Microsoft upped its cloud analytics game at the Strata + Hadoop World conference in New York by announcing Apache Storm support in HDInsight, the company’s cloud-based distribution of Hadoop, a popular open-source big data processing platform.
“Available in preview today, we are supporting Apache Storm in HDInsight, allowing our customers to process millions of items of Hadoop data from their Internet of things devices in near-real time using a fully managed Hadoop service,” announced T.K. Rengarajan, corporate vice president of Microsoft’s Data Platform, in an Oct. 15 statement. “By bringing real-time analytics capabilities to HDInsight, we are opening up new customer scenarios, such as the ability to analyze operational data in real time for predictive maintenance.”
Apache Storm is an open-source project that makes it possible to process large data streams in real time. In its support documentation, Microsoft describes the technology as “a distributed, fault-tolerant, open-source computation system that allows you to process data in real time. Storm solutions can also provide guaranteed processing of data, with the ability to replay data that was not successfully processed the first time.”

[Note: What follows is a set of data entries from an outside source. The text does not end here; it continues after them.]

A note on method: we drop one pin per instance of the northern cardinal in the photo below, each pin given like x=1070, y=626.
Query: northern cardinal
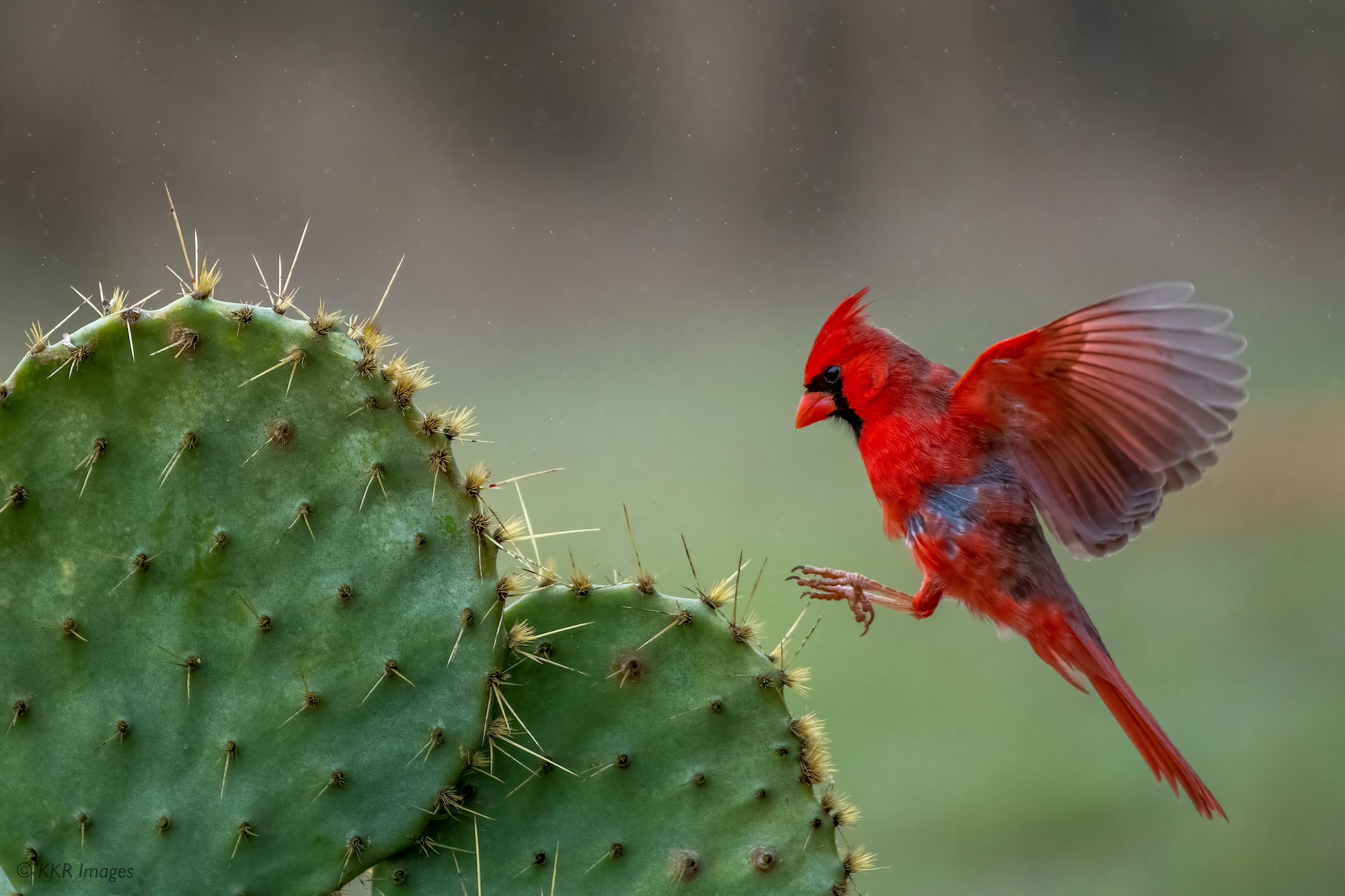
x=1087, y=421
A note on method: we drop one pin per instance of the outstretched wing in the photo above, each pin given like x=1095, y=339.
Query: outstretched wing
x=1110, y=408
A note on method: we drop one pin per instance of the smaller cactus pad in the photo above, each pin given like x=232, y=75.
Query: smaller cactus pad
x=637, y=745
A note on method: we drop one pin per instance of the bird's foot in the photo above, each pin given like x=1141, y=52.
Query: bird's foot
x=859, y=591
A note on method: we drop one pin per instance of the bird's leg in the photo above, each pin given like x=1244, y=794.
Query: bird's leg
x=859, y=591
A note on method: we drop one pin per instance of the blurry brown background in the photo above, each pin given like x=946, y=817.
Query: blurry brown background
x=623, y=224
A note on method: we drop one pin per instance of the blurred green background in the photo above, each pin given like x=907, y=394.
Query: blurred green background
x=625, y=222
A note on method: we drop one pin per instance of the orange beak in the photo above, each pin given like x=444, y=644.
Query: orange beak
x=814, y=407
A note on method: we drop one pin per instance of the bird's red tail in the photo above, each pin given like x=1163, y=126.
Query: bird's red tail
x=1140, y=724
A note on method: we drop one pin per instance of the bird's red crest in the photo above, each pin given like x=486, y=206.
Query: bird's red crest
x=839, y=334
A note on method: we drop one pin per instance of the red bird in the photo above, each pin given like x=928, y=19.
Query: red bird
x=1087, y=421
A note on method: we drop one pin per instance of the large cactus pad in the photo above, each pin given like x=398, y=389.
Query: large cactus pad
x=640, y=744
x=228, y=606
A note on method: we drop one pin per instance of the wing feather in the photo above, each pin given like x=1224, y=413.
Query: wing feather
x=1110, y=408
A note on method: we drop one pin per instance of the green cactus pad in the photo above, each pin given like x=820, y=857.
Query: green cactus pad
x=177, y=524
x=689, y=774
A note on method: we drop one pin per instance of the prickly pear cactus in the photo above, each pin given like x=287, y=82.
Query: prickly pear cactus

According to the Apache Software Foundation, Storm does “for real-time processing what Hadoop did for batch processing.” Storm is currently being used by Twitter, Spotify and Alibaba, among others, to help handle their large-scale data processing requirements.

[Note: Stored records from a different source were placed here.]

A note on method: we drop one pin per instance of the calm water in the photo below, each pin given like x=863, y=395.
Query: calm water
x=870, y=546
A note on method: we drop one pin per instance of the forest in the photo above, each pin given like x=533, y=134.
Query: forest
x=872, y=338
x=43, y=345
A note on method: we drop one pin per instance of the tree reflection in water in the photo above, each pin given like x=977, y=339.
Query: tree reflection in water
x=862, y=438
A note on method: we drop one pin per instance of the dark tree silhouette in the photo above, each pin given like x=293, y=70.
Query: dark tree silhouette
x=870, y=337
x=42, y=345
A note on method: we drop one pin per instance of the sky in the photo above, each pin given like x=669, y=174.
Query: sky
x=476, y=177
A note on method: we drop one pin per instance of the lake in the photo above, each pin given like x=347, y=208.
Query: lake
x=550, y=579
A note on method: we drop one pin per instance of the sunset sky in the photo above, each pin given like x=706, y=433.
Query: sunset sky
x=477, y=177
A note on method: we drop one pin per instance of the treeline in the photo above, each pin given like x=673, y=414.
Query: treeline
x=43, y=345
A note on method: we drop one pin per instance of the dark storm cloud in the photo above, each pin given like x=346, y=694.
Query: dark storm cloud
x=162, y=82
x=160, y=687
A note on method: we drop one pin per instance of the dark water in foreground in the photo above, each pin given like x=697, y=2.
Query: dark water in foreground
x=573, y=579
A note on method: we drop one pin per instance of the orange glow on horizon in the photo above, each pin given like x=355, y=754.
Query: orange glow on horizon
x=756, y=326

With today’s announcement, Microsoft has joined the bandwagon. “The preview availability of Storm in HDInsight continues Microsoft’s investment in the Hadoop ecosystem and HDInsight,” said Rengarajan.
HDInsight Storm is available as a managed cluster within Azure, where it can be integrated into other Azure services. “For example, Storm might consume data from services such as ServiceBus Queues or Event Hub, and use Websites or Cloud Services to provide data visualization,” explained Microsoft.

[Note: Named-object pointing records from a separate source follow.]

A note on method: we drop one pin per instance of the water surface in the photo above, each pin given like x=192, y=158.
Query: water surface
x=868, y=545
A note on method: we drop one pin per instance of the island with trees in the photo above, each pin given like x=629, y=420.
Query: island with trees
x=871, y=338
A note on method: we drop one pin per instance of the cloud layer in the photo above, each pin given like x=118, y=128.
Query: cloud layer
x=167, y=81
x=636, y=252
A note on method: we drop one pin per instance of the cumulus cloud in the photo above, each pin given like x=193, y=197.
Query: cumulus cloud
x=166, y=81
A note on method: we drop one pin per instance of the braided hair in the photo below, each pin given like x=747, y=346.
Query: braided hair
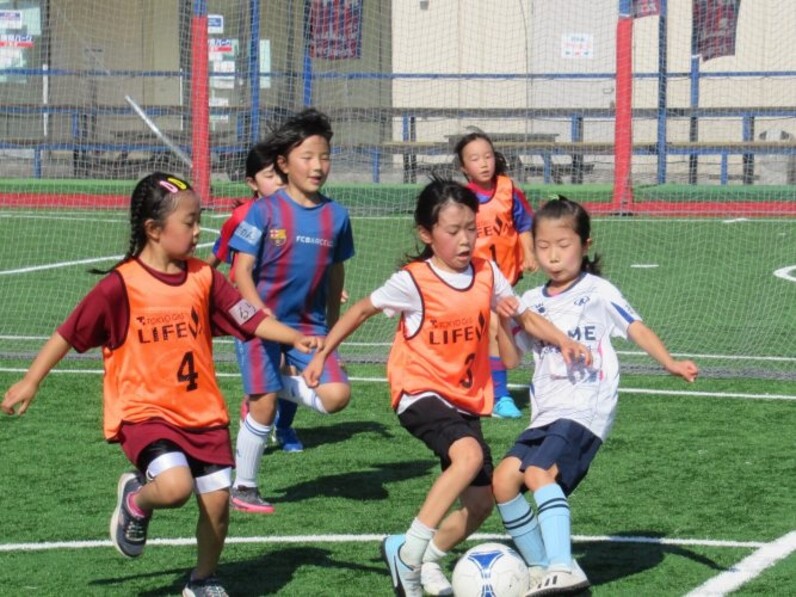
x=434, y=196
x=152, y=199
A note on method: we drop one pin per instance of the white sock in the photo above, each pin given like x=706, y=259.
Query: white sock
x=296, y=390
x=417, y=539
x=433, y=553
x=249, y=451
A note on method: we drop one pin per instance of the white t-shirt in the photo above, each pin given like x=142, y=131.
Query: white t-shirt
x=399, y=295
x=591, y=311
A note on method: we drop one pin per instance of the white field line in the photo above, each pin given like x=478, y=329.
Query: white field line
x=62, y=264
x=368, y=538
x=647, y=391
x=749, y=568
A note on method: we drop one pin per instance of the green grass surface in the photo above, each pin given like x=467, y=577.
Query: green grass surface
x=708, y=286
x=674, y=468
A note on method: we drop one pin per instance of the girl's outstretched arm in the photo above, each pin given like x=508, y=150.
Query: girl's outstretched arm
x=541, y=328
x=276, y=331
x=650, y=343
x=22, y=393
x=356, y=315
x=509, y=353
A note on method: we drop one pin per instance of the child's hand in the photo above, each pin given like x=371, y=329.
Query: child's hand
x=312, y=372
x=507, y=307
x=575, y=352
x=20, y=395
x=529, y=264
x=307, y=344
x=685, y=369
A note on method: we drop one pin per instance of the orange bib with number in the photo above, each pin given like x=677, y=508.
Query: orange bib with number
x=449, y=353
x=164, y=368
x=498, y=239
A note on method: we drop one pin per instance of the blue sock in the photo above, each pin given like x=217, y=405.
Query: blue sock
x=523, y=527
x=554, y=521
x=285, y=413
x=500, y=377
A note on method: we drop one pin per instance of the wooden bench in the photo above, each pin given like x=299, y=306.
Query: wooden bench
x=549, y=170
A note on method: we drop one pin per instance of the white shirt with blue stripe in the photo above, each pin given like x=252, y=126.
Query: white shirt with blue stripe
x=591, y=311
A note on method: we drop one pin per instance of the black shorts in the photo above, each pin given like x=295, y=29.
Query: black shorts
x=567, y=444
x=438, y=426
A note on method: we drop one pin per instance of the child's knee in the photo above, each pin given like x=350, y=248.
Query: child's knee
x=174, y=486
x=481, y=509
x=467, y=453
x=506, y=482
x=335, y=397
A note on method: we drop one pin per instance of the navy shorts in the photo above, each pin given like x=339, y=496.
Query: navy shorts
x=439, y=426
x=564, y=443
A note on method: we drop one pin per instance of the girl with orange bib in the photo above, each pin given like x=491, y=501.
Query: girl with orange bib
x=504, y=235
x=155, y=315
x=439, y=374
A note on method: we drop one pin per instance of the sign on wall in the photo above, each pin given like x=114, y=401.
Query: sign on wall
x=335, y=29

In addition to enabling real-time big data analytics, Microsoft envisions that customers will leverage HDInsight Storm to power their online machine learning efforts.
“Storm can be used with a machine learning solution that has previously been trained by batch processing, such as a solution based on Mahout,” Apache’s machine learning and data mining project, according to the HDInsight Storm FAQ. “However its generic, distributed computation model also opens the door for stream-based machine learning solutions.”
Azure HDInsight Storm supports .NET, Java and Python. Microsoft admits that while Storm supports other languages—any programming according to Apache—enabling additional programming support will require HDInsight cluster configuration changes.
In related news, Microsoft revealed that Hadoop vendor Hortonworks’s big data software platform will feature Microsoft Azure integrations. Also new are fresh additions to the company’s Azure Machine Learning ecosystem, including a recommendation engine, an anomaly-detection service and a batch of R packages, the programming language preferred by data scientists.
“These announcements and our participation in the [Strata + Hadoop World] event are part of our commitment to bring big data to everyone by leveraging the power, flexibility and scale of the cloud,” stated Rengarajan.